The other day, Phil Fleming was loading up a car in the parking lot of the Costco in Juneau. He said a salty version of something you may have heard before.
“Just now on the phone, actually, a woman was saying, ‘Yeah, that’s the smallest damn Costco I’ve ever seen,’” he said. “She’s comparing it to the Seattle and Anchorage ones. … It’s one of the smallest, from what I’ve heard.”
But is it the smallest Costco in the world?
“As far as I can tell, that is true, yes,” said Costco Wholesale Assistant Vice President Kevin Green.
He oversees the warehouse club chain’s northwest regional operations. He said that’s out of 770 Costco locations on four continents.
There was some wiggle room in his initial answer, so I pressed him.
“Are there other ones that are close that leave you some doubt?” I asked.
“No. Absolutely not,” Green said.
Green said the Juneau Costco, built in 1993, was a prototype, one of only a few that small. There was also one in Sequim, Washington. A full-sized Costco eventually replaced that one.
“And yeah, at the time, it was a test to see if that kind of smaller-market format would work. We’ve since decided that it probably doesn’t,” Green said. “But it does work in Juneau.”
Juneau’s Costco is about half the size of a typical store, which is around 160,000 square feet. Like the one that opened in Fairbanks in November.
And it’s only a third the size of the world’s biggest in Salt Lake City, Utah, which was also a test build, Green said. It opened in 2015.
In Juneau, Green said the geography limits growth and makes shipping challenging. But it is a profitable store, with 2-to-3 percent growth per year and 100-plus employees.
Back in the parking lot, customer Steve Houlihan ventured a guess about why Juneau’s store can cut it.
“I think, ’cause of the villages and all the stuff that comes remotely here, this seems like this gets a lot of use,” Houlihan said. “But it doesn’t seem like the parking lots are as full as down south. You can’t get in and out of them down south.”
There is one patron, about 70 miles away by boat, who’s about as transparent as can be about his dependence on Costco: Toshua Parker, founder of ToshCo.
He said the hardware and grocery store in Gustavus is about eight years old now. When he started it, it was named Icy Strait Wholesale. But the community promptly rebranded it.
“Everyone calls it ToshCo,” Parker said. “Before the doors opened, people started calling it that because my name’s Tosh and most of the products in the beginning all came from Costco in Juneau.”

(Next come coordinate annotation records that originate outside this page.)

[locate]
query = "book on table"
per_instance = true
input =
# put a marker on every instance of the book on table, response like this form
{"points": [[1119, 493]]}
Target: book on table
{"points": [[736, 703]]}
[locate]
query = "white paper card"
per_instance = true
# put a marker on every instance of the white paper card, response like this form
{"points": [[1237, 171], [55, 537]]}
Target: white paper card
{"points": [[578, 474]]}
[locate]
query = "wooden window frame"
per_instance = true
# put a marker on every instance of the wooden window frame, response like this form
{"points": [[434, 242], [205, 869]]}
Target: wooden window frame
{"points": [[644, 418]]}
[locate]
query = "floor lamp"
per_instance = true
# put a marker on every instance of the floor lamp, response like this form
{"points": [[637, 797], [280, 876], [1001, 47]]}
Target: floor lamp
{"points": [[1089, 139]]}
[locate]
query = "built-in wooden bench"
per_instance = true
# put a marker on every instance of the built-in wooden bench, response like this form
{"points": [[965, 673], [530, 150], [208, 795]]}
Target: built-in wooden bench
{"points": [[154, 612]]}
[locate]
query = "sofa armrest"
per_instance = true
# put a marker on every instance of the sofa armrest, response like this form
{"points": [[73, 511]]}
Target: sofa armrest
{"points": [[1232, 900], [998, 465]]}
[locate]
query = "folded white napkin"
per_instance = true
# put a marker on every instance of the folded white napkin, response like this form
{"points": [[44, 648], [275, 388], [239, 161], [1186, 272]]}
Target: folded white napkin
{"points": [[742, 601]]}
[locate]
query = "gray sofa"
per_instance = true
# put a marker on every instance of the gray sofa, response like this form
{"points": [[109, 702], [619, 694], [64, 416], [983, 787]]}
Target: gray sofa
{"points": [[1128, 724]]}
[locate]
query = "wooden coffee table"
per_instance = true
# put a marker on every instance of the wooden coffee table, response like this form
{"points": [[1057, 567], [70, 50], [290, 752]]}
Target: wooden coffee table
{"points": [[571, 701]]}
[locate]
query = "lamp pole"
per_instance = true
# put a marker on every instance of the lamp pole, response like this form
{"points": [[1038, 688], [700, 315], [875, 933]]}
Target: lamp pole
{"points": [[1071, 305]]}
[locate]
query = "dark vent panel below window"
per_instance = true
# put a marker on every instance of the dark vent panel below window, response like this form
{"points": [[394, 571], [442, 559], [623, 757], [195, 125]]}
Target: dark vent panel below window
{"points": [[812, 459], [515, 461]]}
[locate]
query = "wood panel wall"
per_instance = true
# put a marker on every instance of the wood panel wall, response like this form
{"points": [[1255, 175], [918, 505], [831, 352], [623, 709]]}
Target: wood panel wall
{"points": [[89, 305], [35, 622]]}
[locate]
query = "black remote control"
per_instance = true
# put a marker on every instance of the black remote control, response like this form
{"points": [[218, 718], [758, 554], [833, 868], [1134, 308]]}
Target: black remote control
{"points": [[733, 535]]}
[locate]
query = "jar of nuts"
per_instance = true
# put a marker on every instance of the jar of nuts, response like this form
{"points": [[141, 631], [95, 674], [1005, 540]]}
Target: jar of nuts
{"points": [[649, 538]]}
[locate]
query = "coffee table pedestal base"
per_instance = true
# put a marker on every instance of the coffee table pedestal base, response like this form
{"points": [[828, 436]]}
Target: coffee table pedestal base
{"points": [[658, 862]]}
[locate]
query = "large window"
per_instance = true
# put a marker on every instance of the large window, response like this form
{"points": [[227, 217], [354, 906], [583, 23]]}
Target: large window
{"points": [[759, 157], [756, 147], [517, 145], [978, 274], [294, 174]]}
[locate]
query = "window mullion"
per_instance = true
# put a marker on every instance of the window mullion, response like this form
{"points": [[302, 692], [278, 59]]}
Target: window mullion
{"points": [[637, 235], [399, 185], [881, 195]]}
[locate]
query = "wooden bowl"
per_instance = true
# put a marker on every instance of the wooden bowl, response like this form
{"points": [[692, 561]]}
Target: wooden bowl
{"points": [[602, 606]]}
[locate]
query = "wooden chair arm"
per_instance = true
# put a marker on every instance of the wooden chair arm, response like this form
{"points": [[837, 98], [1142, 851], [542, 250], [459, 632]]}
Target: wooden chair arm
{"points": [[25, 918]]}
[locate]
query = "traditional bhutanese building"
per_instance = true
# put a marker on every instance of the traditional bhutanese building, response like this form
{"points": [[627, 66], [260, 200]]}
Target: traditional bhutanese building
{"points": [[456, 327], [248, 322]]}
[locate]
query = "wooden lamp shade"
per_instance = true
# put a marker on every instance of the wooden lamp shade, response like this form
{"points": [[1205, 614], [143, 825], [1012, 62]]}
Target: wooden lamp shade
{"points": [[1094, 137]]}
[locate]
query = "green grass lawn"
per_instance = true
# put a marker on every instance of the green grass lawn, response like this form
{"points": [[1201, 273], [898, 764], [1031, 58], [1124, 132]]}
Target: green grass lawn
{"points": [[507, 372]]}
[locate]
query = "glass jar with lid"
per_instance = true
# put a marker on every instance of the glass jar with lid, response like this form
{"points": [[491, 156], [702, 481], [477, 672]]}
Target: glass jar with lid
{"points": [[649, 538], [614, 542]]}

Parker said Costco’s store-brand products are pretty ubiquitous in Gustavus, which has a year-round population of about 450.
But Caroline Malseed in Juneau thinks she’s missing out.
“We would like it to be bigger,” she said. “More stuff.”
Juneau’s not actually missing out on that much. Green said there are about 3,200 products in Juneau’s warehouse. A typical Costco warehouse has about 3,800 products at a time. That’s a small fraction of the selection at a typical big-box everything store — and part of Costco’s strategy for controlling costs.
The company did explore a 12,000-square-foot expansion in 2006, though it never happened. Green said it’s still a possibility, but there are no current plans.
Fleming is OK with that.
“I can’t say — maybe if I saw a bigger one, then I’d be, ‘Oh yeah! We gotta have a bigger one!’ Right now I’m pretty, pretty gruntled with it,” Fleming said.
I asked Green to weigh in on one more Costco controversy: Within the store, do you shop clockwise, or counterclockwise?
“Um, I always go counterclockwise, yeah,” Green said. “Although, there’s some — like where we work in Issaquah, if you go into that building, you do go clockwise, because that’s the way it’s laid out. So there are some. Yeah.”